On the other hand, debt management or settlement involves a reduction of your existing debt through negotiation with your creditors or lenders. No new loan is taken here. Bankruptcy refers to a sort of legal proceeding where you have to meet the judge.
Myth 2
Consolidation hurts credit score
Truth
If you are proper with your debt consolidation, it won’t affect the credit report or score negatively. Moreover, debt consolidation might even improve the credit score. It’s because consolidation comes with lower interest rates that will help you to repay the new loan more effectively. If you are disciplined with the monthly payments and pay off the loan in time, you will be rewarded with an improved score.
Myth 3
Debt consolidation will reduce the debt
Truth
No, a consolidation loan won’t reduce the debt, it’s the debt settlement or debt management program that does that.

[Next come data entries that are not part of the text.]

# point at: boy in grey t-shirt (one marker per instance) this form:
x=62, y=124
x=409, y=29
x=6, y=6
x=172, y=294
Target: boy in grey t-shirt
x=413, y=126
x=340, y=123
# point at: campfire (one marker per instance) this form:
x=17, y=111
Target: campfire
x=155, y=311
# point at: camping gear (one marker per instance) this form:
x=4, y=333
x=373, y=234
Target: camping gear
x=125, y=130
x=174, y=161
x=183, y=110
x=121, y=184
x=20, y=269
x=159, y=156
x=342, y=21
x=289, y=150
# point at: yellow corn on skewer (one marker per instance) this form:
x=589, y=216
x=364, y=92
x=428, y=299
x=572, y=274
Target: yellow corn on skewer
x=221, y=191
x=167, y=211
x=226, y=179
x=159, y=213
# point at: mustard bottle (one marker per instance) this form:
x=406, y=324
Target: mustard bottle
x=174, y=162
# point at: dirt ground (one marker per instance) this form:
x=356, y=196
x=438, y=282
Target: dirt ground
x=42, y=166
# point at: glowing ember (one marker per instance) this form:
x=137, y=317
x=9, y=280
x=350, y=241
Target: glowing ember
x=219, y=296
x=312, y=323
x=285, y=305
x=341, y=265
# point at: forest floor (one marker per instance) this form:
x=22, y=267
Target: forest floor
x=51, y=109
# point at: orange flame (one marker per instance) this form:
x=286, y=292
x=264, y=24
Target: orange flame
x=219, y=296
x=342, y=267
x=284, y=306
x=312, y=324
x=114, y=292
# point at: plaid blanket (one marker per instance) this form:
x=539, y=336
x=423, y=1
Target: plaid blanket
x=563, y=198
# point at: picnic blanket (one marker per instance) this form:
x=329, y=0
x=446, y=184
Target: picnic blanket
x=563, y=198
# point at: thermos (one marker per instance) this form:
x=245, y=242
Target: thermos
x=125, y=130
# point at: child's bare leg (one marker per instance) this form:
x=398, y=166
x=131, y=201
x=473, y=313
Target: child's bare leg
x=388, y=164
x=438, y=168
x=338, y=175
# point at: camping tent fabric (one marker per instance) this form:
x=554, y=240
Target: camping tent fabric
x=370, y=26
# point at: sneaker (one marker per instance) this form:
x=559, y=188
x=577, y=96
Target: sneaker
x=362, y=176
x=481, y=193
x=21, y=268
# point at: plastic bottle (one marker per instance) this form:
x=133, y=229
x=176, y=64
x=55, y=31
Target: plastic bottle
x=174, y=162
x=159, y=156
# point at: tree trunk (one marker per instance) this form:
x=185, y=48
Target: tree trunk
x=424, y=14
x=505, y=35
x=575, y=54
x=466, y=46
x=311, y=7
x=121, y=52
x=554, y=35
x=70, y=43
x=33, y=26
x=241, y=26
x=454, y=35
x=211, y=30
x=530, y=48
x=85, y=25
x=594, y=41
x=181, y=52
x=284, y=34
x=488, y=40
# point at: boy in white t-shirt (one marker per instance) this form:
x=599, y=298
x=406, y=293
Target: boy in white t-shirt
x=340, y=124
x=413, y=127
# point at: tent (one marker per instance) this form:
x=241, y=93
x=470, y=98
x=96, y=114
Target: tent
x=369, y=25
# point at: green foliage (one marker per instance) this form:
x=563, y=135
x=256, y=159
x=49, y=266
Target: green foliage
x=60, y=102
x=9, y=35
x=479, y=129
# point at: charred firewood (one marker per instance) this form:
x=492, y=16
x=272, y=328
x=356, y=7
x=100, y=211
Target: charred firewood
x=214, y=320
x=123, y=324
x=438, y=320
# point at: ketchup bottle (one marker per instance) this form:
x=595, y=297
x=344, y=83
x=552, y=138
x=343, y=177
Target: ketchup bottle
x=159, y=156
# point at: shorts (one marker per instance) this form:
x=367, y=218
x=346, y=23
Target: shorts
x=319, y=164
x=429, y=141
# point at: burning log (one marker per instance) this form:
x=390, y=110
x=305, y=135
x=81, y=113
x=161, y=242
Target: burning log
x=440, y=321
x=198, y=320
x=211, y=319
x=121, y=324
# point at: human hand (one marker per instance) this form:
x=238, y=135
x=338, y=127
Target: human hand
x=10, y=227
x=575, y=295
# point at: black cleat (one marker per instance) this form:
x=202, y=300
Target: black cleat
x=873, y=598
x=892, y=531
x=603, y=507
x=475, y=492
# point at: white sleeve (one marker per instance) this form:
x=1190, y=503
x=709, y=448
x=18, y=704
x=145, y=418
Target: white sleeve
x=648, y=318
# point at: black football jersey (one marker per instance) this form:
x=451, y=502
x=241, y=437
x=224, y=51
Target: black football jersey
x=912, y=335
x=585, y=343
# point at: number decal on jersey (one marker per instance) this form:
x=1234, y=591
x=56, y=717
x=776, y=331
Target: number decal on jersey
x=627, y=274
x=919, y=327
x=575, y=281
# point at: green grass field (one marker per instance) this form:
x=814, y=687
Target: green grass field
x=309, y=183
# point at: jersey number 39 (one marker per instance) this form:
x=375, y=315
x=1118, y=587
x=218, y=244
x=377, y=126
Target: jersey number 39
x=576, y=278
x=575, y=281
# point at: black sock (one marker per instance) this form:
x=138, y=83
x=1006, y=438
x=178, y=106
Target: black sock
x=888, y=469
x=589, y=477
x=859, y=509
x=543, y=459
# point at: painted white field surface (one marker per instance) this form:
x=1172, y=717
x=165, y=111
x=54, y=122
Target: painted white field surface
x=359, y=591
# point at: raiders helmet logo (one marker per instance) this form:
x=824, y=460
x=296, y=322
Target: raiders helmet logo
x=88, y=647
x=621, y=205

In debt consolidation, you will take a new loan equivalent to the total amount of your existing debts so that you can pay off the current debts completely. The most important advantage of debt consolidation is that your new loan will come with a lower interest rate, which makes the situation more manageable and affordable for you.
Myth 4
Debt consolidation loans are available to homeowners only
Truth
Though homeowners who are willing to place their home as a collateral do have the advantage of securing highly slashed interest rates with consolidation loans, yet, that does not necessarily mean that the debt consolidation program is only applicable to homeowners. You can still get approved for a consolidation loan if you don’t own a house.
Myth 5
Consolidation loan puts you into a further debt trap
Truth
It’s true that debt consolidation program involves taking up a new loan, but the “trap” word does not suit here. On the other hand, it can be said that debt consolidation loan makes your debt situation even more manageable with a lower rate of interest compared to the interest rates of your current debts. For example, suppose your current debts amount to 10,000 USD with 22% interest. Now, if you go for a consolidation program, you will borrow the same amount (10,000 USD) but the interest rate would be lower, something like 12%. Thus, with the new loan, you would be in a much better position to pay off in time and would soon get debt free.